Complete step by step answer:
Here, the two masses collide with the rod and are stuck together, so the masses become the part of the system hence the external torque applied must be zero. So, angular momentum of the system must be conserved. We know that centre of mass of a body is given by,
\[R = \dfrac{{\sum {{m_i}{r_i}} }}{{\sum {{m_i}} }}\]
Now, the centre of mass of the system after collision about the point \[O\] will be,
\[R = \dfrac{{8m(0) + 2m(\dfrac{L}{6}) - m\dfrac{L}{3}}}{{8m + 2m + m}}\]
\[\Rightarrow R = 0\]
So, after collision the centre of mass of the system will be also at point O.
We also know, angular momentum of a body about a point is given by,
\[L = mvr = I\omega \]
Now, angular momentum of the system before collision about O is,
\[{L_i} = m(2v)\dfrac{L}{3} + 2m(v)\dfrac{L}{6}\].
\[\Rightarrow {L_i} = \dfrac{{2mvL}}{3} + \dfrac{{mvL}}{3}\]
Hence we have, \[{L_i} = mvL\]

Now, let’s say the angular speed after collision of the system is, \[\omega \]
So, angular momentum of the system after collision about $O$ is,
\[{L_f} = ({I_{rod}} + {I_m} + {I_{2m}})\omega \]
Now, moment of inertia of a rod about centre of mass is given by,
\[I = \dfrac{{M{L^2}}}{{12}}\]
So, here, \[{I_{rod}} = \dfrac{{8m{L^2}}}{{12}}\]
Moment of inertia of the mass \[m\] is, \[{I_m} = m{\left( {\dfrac{L}{3}} \right)^2} = \dfrac{{m{L^2}}}{9}\]
Moment of inertia of the mass \[2m\] is, \[{I_{2m}} = 2m{\left( {\dfrac{L}{6}} \right)^2} = \dfrac{{m{L^2}}}{{18}}\]

So, we get, \[{L_f} = ({I_{rod}} + {I_m} + {I_{2m}})\omega \]
\[{L_f} = (\dfrac{{8m{L^2}}}{{12}} + \dfrac{{m{L^2}}}{9} + \dfrac{{m{L^2}}}{{18}})\omega \]
\[\Rightarrow {L_f} = m{L^2}(\dfrac{8}{{12}} + \dfrac{1}{9} + \dfrac{1}{{18}})\omega \]
\[\Rightarrow {L_f} = m{L^2}(\dfrac{2}{3} + \dfrac{1}{9} + \dfrac{1}{{18}})\omega \]
So, simplifying we have,
\[{L_f} = \dfrac{5}{6}m{L^2}\omega \].
Hence, we can write, \[{L_i} = {L_f}\]
So, equating the values we have,
\[mvL = \dfrac{5}{6}m{L^2}\omega \]
Up on simplifying we have,
\[\therefore \omega = \dfrac{{6v}}{{5L}}\].
Hence, the system will rotate with an angular speed of \[\dfrac{{6v}}{{5L}}\].

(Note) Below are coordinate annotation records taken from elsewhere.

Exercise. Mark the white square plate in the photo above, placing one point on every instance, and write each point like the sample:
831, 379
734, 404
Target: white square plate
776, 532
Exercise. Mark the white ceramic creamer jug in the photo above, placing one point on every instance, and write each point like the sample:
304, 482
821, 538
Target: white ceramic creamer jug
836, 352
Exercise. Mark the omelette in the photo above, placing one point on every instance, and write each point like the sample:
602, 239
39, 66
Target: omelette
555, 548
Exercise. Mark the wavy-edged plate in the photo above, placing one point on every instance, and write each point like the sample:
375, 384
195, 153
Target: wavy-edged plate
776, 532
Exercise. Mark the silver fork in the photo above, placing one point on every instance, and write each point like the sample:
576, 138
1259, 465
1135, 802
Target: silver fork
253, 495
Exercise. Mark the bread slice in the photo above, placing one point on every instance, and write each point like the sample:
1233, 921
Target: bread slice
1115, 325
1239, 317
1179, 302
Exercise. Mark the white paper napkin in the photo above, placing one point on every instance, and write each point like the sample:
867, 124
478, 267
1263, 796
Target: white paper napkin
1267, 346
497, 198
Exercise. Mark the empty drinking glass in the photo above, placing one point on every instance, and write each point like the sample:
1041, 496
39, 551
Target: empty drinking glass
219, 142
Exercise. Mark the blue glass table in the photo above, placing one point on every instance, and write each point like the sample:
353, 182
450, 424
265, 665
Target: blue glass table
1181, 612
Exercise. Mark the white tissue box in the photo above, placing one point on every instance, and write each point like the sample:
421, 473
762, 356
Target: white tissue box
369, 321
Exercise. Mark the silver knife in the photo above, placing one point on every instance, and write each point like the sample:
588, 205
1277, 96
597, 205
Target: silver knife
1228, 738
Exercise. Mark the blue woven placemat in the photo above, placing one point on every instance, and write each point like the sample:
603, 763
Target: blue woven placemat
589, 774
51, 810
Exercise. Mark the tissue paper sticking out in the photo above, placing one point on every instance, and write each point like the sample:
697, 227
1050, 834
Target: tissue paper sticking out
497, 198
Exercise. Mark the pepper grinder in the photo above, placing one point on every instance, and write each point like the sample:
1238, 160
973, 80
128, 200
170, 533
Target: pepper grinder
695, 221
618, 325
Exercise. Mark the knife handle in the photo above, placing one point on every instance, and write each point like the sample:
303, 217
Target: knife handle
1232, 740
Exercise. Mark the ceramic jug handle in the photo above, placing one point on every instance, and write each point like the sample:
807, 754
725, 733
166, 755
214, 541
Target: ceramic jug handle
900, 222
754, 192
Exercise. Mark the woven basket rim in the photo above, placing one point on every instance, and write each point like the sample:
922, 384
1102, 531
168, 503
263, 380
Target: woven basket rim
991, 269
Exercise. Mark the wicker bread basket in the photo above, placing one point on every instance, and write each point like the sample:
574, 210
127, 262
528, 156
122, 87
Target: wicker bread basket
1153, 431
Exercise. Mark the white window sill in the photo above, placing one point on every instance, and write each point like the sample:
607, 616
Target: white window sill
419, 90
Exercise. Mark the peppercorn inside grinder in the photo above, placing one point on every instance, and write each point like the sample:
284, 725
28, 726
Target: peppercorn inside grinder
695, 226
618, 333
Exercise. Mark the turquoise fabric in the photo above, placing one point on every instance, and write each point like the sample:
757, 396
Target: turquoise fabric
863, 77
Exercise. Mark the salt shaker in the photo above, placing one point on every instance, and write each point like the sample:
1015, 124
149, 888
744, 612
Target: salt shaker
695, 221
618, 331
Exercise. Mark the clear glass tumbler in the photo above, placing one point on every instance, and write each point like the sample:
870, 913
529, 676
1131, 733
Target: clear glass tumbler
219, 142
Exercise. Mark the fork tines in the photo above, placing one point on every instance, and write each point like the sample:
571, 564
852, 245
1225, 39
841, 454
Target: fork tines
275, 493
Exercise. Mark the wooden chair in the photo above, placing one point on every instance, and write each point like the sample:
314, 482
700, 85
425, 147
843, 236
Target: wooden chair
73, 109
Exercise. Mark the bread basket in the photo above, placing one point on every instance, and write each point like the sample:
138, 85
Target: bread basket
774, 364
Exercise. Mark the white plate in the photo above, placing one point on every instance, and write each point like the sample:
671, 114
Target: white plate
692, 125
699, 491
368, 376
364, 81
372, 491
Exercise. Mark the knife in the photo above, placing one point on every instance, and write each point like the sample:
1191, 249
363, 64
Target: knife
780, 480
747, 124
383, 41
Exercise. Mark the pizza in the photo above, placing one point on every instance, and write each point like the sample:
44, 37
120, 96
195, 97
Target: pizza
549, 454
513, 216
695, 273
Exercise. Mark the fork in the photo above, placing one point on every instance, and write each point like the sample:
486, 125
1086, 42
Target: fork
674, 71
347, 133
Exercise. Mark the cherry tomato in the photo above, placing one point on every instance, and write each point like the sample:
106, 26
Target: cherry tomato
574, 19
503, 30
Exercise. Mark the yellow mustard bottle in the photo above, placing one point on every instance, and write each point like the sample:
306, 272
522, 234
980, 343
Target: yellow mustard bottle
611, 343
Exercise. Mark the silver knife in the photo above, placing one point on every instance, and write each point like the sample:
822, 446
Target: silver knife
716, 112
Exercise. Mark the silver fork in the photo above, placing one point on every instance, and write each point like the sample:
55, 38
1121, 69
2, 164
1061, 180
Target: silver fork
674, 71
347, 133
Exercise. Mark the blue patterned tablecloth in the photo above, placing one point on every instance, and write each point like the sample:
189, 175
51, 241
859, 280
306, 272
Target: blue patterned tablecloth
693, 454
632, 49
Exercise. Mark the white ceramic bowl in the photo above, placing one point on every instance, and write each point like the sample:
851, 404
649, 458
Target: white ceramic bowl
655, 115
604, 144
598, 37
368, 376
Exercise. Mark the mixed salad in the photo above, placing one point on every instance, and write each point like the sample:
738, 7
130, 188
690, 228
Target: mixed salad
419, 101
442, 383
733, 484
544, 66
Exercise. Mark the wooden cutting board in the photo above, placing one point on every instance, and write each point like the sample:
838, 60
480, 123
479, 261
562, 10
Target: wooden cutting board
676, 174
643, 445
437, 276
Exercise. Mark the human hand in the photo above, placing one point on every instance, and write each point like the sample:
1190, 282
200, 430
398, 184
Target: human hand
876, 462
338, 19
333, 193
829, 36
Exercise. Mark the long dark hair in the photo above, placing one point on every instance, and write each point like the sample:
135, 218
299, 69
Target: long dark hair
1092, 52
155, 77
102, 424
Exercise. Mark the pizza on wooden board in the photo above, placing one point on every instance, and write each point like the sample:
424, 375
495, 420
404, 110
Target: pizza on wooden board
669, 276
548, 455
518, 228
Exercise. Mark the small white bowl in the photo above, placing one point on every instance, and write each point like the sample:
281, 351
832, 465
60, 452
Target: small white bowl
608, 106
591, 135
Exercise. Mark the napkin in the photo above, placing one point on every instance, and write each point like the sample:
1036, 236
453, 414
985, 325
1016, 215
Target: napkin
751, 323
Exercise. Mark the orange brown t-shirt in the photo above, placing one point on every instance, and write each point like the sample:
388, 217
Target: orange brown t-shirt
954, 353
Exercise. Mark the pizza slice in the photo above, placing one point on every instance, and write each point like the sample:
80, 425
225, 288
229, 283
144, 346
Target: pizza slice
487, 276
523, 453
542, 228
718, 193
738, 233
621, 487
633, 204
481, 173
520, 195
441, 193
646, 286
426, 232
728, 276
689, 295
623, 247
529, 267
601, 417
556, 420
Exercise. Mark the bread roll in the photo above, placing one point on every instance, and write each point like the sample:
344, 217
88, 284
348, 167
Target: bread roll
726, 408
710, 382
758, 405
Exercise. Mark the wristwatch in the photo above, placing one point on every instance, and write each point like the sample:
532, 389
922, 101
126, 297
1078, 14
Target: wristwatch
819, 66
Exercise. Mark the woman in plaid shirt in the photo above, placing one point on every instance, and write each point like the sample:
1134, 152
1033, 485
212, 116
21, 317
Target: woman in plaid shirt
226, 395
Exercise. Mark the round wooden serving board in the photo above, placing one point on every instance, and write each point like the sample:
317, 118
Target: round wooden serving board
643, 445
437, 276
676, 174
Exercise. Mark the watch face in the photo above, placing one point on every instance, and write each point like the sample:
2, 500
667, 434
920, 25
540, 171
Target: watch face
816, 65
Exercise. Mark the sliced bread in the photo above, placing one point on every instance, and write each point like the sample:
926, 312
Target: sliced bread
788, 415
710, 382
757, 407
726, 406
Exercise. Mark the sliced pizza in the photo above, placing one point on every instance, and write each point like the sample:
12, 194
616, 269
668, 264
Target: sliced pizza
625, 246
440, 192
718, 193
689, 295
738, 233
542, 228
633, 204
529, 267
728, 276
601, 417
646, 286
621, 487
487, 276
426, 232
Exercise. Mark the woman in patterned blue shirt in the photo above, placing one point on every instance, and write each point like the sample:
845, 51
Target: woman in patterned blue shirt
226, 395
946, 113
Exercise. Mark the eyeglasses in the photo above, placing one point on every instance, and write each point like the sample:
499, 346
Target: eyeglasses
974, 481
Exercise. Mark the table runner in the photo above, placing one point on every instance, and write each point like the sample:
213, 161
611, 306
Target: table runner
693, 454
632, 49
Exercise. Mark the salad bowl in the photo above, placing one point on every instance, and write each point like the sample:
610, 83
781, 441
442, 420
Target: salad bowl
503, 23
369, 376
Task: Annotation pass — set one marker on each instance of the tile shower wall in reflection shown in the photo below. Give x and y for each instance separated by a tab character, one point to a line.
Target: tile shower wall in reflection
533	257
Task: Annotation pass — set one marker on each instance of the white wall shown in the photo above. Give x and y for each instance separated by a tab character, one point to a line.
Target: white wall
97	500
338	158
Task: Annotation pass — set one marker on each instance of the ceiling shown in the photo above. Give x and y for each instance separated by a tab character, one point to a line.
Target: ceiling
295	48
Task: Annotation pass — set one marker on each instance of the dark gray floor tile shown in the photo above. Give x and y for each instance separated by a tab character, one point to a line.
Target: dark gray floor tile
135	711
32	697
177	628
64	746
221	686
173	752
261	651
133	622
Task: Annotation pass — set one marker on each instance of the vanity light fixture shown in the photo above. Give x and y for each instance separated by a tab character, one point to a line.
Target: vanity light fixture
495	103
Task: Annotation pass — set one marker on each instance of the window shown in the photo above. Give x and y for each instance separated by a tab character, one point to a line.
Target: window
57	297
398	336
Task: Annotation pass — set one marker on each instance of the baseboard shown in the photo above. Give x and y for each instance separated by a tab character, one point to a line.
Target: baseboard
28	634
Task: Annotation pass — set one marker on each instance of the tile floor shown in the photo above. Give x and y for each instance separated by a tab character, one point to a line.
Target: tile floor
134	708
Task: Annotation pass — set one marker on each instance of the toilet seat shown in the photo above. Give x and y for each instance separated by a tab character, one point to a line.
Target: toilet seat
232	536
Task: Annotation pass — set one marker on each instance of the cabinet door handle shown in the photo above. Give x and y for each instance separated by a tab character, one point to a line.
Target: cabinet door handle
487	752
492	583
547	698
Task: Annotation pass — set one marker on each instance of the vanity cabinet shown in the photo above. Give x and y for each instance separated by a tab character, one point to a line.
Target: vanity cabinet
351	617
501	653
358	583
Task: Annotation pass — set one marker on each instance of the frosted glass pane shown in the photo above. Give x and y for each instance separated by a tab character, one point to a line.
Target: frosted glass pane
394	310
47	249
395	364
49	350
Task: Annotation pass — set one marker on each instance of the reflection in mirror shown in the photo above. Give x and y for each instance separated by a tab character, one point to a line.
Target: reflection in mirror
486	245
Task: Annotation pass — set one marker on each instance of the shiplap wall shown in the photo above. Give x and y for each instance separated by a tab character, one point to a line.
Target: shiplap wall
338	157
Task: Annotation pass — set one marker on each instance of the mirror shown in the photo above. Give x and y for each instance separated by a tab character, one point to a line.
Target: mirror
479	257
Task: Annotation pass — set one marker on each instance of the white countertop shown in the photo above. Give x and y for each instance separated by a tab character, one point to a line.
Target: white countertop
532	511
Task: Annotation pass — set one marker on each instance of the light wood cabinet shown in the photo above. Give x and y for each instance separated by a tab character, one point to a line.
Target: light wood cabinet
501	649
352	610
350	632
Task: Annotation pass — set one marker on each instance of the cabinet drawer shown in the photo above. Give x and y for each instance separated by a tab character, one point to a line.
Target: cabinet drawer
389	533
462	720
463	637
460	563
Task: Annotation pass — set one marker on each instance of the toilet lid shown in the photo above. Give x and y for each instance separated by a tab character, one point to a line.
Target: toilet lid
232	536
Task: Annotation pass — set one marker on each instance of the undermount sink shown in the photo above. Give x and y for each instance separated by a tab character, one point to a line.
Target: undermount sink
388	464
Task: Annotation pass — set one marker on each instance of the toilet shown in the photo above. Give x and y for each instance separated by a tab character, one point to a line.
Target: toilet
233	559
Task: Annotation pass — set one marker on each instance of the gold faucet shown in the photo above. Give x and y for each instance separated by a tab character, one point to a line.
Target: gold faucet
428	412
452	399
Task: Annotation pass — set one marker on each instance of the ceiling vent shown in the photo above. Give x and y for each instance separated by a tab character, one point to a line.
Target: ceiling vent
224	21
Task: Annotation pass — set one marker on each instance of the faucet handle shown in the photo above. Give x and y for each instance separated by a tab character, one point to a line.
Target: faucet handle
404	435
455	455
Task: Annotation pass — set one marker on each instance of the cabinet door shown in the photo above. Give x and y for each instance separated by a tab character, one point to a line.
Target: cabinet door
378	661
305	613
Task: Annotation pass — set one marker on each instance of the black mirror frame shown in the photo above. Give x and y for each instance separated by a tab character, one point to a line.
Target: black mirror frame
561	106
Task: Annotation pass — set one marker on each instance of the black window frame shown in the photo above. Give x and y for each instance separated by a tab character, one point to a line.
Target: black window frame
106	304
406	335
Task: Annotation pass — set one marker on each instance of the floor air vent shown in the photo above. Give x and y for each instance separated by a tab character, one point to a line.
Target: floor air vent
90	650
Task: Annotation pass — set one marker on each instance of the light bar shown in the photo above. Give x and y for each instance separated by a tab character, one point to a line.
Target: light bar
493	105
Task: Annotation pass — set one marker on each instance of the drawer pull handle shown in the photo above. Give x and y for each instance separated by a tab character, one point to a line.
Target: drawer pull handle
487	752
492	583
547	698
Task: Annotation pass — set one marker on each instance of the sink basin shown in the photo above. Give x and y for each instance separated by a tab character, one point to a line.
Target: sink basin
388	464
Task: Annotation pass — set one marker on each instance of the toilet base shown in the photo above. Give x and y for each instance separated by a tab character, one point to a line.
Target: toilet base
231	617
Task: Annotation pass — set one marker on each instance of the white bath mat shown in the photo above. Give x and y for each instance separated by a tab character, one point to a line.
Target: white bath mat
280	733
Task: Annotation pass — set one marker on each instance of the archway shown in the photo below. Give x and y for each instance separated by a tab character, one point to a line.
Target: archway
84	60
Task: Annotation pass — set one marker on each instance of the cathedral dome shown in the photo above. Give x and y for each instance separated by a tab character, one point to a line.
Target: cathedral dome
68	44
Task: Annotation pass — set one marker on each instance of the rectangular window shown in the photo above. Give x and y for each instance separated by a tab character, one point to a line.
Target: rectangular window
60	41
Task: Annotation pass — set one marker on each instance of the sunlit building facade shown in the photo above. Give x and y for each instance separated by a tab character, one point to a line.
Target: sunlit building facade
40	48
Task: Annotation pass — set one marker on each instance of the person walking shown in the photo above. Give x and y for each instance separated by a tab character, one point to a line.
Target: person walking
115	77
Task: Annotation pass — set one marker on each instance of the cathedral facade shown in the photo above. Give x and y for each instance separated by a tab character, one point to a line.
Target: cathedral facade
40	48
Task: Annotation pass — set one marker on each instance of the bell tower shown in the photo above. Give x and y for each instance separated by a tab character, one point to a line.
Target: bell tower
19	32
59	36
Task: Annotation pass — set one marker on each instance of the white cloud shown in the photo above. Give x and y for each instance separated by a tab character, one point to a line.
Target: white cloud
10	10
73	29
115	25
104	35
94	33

Hence, option B is correct.

Note: Always remember that if after collision both the masses travel apart and do not stick with the rod then the net torque will not be zero. If the centre of mass of the system gets shifted we have to calculate the moment of inertia about that point for each object. Then the moment of inertia of the rod will not be equal to \[\dfrac{{M{L^2}}}{{12}}\]. But, we can use parallel axis theorem to find the moment of inertia of the rod about the new centre of mass then. Also, the length between the masses and the new centre of mass will be different then also we have to calculate the changed distance from the centre of mass by subtracting or adding length.